Siria, tra prove e controprove sulle armi chimiche l’unica certezza è che l’Onu arriverà tardi
Il rapporto Onu sull’utilizzo di armi chimiche in Siria non arriverà prima di due o tre settimane, ma ormai sembra contare poco o niente. Il Congresso americano deciderà se attaccare o meno prima delle conclusioni delle indagini anche perché, come dichiarato dal segretario di Stato americano John Kerry, l’Onu non può rivelare niente che non sia già stato scoperto attraverso le prove raccolte da Stati Uniti, Regno Unito e Francia.
ARMI CHIMICHE DEI RIBELLI. Ma proprio sulle prove non si ferma lo scontro tra le potenze mondiali e sui media. Ieri l’Iran, tra i principali alleati di Assad, ha rivelato di aver informato ufficialmente gli Stati Uniti a dicembre che i ribelli sono in possesso di «esemplari rudimentali di armi chimiche, compreso il Sarin». Gli Usa, afferma Teheran, non hanno mai risposto.

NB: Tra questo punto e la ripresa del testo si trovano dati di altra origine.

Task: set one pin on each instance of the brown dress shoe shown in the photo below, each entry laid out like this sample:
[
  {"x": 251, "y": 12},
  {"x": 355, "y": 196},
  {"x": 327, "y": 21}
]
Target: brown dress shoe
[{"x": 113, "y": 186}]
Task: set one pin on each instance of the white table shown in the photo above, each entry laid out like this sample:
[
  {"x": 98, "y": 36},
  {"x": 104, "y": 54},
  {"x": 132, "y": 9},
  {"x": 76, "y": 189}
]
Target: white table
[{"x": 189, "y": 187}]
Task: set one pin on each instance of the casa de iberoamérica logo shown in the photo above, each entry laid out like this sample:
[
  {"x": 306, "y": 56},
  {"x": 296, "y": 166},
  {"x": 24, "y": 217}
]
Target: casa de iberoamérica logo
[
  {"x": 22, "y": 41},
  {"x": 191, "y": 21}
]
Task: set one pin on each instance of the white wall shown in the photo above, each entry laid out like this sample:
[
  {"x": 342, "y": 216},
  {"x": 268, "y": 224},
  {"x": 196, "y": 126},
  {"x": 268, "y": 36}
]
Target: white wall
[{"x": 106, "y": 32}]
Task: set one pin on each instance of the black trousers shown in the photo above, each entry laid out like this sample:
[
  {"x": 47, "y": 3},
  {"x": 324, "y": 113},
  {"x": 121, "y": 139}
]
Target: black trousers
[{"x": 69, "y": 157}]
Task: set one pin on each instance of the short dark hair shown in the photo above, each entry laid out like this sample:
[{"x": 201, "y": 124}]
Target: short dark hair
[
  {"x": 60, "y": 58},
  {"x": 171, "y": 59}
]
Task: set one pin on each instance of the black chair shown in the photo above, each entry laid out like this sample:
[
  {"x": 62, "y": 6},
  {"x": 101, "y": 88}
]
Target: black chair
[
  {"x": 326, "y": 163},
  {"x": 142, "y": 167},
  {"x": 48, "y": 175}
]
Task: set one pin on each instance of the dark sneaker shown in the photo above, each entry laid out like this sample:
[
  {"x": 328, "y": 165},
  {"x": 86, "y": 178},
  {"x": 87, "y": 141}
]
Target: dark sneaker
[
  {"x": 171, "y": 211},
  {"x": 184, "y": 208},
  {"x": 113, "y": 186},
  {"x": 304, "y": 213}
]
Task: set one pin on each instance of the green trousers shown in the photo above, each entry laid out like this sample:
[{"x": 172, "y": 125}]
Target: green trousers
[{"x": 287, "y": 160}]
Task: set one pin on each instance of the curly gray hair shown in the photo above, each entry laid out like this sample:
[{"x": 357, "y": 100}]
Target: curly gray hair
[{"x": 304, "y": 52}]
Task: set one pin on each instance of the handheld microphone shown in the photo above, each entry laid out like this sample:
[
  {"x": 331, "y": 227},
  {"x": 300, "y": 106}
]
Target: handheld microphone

Sempre ieri Mosca ha annunciato di aver consegnato all’Onu 100 pagine di perizie in cui si dimostrerebbe che il 19 marzo, in un sobborgo di Aleppo, 26 militari e civili sono morti e altri 86 sono rimasti intossicati a seguito dell’utilizzo di un ordigno chimico «costruito artigianalmente con materiali non in dotazione all’esercito siriano».
PROVE TEDESCHE «RIDICOLE». Secondo il corrispondente a Londra della Stampa, Claudio Gallo, è debole la prova raccolta dai servizi segreti tedeschi, un’intercettazione in cui un esponente di Hezbollah, altro alleato della Siria, parlando al telefono con l’ambasciata iraniana, avrebbe detto: «Assad ha perso i nervi e lanciato i gas». Secondo la Stampa «tutto può essere, ma l’idea che un leader di Hezbollah abituato a muoversi sulle linee più spiate del mondo dica queste cose al telefono è abbastanza ridicola». Anche perché «l’ambasciata iraniana a Beirut è a Bir Hassan, vicino agli uffici di Hezbollah. Che senso ha usare la cornetta, quando per le cose delicate ci si può guardare negli occhi?».
L’ONU CONTA POCO. Infine non sono da sottovalutare le dichiarazioni del londinese Gwyn Winfield, uno dei massimi esperti di armi chimiche: «Se ormai è assodato che sono stati usati organofosfati, nessuno ha ancora dimostrato che si tratti proprio di Sarin», come invece sostiene l’America. E Gareth Porter, famoso giornalista investigativo americano, ha ripetuto più volte che «le prove evidenti» non le ha ancora viste nessuno e che «gli Usa in tutti i modi hanno cercato di impedire il lavoro degli ispettori Onu». Restano i dubbi, insomma. L’unica cosa certa è che gli Stati Uniti non aspetteranno le conclusioni dell’Onu per decidere se attaccare o meno, a riprova della scarsa importanza che le Nazioni Unite stanno giocando in questa partita.